At the end of last year, a London PCT Chief Executive warned that the NHS was throwing itself into the re-organisation at the expense of the £20bn efficiency savings demanded by the government.
This is to be expected. Given the choice between making productivity improvements and restructuring their organisations, most managers will choose the latter. Re-organisations are high-profile and make instantly visible changes. Productivity improvement, by contrast, is slow and incremental. The results are not always immediately apparent. If you want to look busy and in charge, there’s nothing like a good re-organisation. The NHS is no different and so, while little progress has been made on efficiency, the restructure is storming ahead.

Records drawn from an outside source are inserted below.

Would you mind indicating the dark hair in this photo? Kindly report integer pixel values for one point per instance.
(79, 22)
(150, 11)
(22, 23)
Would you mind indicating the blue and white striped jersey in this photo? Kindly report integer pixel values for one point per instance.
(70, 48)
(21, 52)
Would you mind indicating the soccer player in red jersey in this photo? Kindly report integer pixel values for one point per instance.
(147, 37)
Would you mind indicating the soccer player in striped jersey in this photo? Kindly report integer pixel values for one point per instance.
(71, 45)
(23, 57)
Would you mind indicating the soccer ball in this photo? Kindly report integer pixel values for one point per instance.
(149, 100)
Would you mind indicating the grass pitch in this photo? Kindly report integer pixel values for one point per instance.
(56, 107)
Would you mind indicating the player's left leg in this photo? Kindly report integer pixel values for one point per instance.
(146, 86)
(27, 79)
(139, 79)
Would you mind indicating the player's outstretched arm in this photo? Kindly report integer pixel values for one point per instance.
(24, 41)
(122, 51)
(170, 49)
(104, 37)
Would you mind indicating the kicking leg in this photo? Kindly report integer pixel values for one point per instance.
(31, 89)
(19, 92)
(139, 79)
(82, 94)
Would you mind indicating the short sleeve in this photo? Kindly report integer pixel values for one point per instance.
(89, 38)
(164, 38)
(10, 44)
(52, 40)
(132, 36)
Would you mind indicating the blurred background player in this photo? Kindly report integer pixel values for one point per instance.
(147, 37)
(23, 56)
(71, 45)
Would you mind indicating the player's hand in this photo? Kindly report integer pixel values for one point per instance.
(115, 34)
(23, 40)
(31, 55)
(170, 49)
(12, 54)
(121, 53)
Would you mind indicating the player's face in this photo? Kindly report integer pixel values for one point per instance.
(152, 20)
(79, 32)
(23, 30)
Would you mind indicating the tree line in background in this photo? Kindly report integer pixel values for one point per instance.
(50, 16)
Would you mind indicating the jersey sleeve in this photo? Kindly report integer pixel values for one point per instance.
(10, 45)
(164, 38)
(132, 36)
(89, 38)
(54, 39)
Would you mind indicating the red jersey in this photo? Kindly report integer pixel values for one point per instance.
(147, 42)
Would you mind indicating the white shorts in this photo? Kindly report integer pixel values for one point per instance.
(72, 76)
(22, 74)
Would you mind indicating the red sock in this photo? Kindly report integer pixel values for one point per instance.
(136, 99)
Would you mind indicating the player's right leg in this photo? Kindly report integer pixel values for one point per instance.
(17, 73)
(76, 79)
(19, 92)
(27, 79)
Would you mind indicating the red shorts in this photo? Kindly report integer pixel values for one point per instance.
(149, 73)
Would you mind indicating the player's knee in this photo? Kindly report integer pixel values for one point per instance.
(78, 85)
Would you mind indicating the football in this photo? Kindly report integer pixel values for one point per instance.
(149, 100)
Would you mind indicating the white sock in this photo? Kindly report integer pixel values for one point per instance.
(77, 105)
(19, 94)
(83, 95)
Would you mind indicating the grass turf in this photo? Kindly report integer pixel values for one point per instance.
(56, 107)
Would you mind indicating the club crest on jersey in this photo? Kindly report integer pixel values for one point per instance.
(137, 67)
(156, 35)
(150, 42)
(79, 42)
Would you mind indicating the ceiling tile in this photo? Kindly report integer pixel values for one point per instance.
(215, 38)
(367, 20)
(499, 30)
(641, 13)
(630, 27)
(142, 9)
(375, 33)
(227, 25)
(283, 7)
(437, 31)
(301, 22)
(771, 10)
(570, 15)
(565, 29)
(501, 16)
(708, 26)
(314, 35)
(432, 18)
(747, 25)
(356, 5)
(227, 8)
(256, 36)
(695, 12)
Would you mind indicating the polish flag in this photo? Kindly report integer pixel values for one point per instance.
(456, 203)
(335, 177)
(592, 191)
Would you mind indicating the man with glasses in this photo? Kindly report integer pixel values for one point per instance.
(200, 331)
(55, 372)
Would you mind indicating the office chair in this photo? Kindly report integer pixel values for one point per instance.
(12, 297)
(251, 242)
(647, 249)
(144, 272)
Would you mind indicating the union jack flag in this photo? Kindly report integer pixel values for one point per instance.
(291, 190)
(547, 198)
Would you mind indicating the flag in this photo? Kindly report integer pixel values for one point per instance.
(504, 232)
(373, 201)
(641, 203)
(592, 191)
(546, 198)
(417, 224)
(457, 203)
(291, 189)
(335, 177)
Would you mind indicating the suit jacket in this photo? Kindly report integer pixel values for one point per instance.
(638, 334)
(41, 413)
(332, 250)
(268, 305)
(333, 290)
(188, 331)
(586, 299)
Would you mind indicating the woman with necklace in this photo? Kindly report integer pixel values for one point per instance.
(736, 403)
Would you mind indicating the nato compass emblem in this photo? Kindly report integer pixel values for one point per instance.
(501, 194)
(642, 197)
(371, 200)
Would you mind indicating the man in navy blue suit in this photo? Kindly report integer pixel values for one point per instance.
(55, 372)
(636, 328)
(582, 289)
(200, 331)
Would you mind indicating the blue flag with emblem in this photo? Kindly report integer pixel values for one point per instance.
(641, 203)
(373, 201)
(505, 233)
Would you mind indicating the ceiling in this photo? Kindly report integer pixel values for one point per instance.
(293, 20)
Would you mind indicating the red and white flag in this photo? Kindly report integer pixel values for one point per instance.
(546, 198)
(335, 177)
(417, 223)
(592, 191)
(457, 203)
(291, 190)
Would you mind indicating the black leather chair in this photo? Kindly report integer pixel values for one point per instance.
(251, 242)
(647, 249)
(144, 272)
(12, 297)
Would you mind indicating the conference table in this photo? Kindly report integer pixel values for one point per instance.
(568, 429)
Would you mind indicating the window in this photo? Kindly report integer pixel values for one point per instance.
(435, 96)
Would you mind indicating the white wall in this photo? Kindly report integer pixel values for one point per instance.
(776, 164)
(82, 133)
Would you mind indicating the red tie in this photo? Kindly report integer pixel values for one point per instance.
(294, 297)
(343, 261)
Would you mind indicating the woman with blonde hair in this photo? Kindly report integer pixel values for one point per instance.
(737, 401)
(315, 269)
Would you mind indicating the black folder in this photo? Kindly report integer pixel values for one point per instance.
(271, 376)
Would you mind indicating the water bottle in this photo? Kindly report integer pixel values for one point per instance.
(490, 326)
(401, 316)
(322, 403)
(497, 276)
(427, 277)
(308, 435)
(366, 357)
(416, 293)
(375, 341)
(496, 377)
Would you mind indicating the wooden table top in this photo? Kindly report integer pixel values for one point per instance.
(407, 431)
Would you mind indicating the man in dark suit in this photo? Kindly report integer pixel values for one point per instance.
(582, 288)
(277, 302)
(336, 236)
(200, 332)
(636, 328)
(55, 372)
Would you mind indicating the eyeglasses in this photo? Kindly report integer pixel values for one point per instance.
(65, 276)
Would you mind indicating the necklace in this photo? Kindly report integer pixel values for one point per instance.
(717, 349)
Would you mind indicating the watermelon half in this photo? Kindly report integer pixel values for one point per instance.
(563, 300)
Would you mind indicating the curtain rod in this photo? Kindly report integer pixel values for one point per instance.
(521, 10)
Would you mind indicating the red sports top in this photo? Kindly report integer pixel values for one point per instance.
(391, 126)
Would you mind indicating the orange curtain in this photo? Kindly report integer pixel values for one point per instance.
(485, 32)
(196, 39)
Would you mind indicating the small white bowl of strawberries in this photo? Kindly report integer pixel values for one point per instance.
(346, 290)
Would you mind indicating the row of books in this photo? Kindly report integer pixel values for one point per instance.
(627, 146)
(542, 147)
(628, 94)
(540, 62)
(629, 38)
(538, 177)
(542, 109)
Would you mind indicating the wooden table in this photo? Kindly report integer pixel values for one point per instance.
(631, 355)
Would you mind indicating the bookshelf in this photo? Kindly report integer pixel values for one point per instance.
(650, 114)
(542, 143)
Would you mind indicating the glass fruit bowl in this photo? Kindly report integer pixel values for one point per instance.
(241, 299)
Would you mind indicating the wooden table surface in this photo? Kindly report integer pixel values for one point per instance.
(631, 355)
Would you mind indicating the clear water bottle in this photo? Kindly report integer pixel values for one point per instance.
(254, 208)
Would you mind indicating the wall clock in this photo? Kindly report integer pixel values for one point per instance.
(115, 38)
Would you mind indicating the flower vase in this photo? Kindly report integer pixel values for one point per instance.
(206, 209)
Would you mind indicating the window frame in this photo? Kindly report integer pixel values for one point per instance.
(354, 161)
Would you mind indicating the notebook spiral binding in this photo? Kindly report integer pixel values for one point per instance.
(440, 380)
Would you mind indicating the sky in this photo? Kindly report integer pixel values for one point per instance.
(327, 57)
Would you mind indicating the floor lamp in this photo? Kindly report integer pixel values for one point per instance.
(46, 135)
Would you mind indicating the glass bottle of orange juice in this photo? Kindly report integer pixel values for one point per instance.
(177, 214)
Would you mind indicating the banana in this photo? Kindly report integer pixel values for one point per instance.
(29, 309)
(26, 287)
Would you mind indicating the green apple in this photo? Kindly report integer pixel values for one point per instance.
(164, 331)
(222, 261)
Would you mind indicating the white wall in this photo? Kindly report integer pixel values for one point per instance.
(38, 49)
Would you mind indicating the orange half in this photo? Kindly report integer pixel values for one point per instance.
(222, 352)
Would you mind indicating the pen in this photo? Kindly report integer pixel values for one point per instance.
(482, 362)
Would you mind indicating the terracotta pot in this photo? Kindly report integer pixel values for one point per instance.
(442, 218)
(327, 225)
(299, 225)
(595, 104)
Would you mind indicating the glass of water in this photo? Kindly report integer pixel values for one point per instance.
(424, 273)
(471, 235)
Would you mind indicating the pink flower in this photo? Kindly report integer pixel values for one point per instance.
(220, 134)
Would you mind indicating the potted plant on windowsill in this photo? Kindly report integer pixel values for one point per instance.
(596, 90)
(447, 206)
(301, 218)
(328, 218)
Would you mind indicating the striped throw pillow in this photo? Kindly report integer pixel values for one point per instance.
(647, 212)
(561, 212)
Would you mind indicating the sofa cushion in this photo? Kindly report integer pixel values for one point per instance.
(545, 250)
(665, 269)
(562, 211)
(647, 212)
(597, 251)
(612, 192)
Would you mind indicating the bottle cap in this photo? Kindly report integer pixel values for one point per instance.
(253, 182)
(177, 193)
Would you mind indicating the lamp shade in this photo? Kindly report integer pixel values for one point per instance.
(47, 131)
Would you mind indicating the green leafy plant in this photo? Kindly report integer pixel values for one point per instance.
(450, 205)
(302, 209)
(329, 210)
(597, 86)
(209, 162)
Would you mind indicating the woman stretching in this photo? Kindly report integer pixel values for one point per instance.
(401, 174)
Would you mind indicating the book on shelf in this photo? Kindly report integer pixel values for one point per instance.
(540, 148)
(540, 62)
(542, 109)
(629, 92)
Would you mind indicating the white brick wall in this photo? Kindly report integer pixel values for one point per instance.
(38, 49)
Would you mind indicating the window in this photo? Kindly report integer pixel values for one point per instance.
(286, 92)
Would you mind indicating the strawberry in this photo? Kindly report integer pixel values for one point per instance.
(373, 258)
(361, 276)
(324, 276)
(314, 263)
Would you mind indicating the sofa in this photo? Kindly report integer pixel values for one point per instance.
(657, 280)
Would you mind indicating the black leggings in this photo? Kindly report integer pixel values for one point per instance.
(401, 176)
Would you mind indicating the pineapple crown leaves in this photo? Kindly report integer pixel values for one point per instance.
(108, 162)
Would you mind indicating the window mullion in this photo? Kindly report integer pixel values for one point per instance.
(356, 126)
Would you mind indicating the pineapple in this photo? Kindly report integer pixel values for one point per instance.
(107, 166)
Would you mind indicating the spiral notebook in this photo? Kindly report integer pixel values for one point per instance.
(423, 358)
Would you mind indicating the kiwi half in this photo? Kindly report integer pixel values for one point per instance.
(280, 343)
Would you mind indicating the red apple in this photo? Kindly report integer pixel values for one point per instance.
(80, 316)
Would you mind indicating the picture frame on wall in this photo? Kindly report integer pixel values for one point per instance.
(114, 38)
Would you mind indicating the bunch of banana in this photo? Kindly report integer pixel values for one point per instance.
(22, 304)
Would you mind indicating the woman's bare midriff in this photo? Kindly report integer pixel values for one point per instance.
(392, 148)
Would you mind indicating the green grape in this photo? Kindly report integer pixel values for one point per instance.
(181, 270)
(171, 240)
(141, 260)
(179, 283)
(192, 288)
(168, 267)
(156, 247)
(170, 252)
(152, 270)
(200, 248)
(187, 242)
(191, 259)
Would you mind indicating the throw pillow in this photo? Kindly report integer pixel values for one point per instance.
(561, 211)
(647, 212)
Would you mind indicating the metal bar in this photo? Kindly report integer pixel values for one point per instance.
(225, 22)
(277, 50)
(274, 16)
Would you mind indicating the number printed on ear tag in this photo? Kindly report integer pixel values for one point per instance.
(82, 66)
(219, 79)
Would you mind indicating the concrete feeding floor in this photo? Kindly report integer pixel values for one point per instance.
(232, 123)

Which is why the pause probably won’t do much good. The damage has already been done. Even if the government did try to put everything back together again and re-hire the people it has just sacked, it could not undo the disruption and loss of morale.
It’s possible that the delay might actually make things worse. This sort of uncertainty drains the energy from an organisation. NHS managers who thought they were preparing for one scenario are now left wondering whether they too should pause and see what happens or just carry on regardless. Some will push on, some will hold off and many will just dither. There will be more poring over organisation charts, more unfocused meetings and more water-cooler conversations. That’s what always happens in these situations, even in the best-run organisations.
Even if the government does a complete u-turn and scraps the whole idea, which is very unlikely, Andrew Lansley’s plan will already have cost the NHS dear. There is a contradiction between this re-organisation and the efficiency savings the government says it wants. Drawing out the uncertainty will just make matters worse.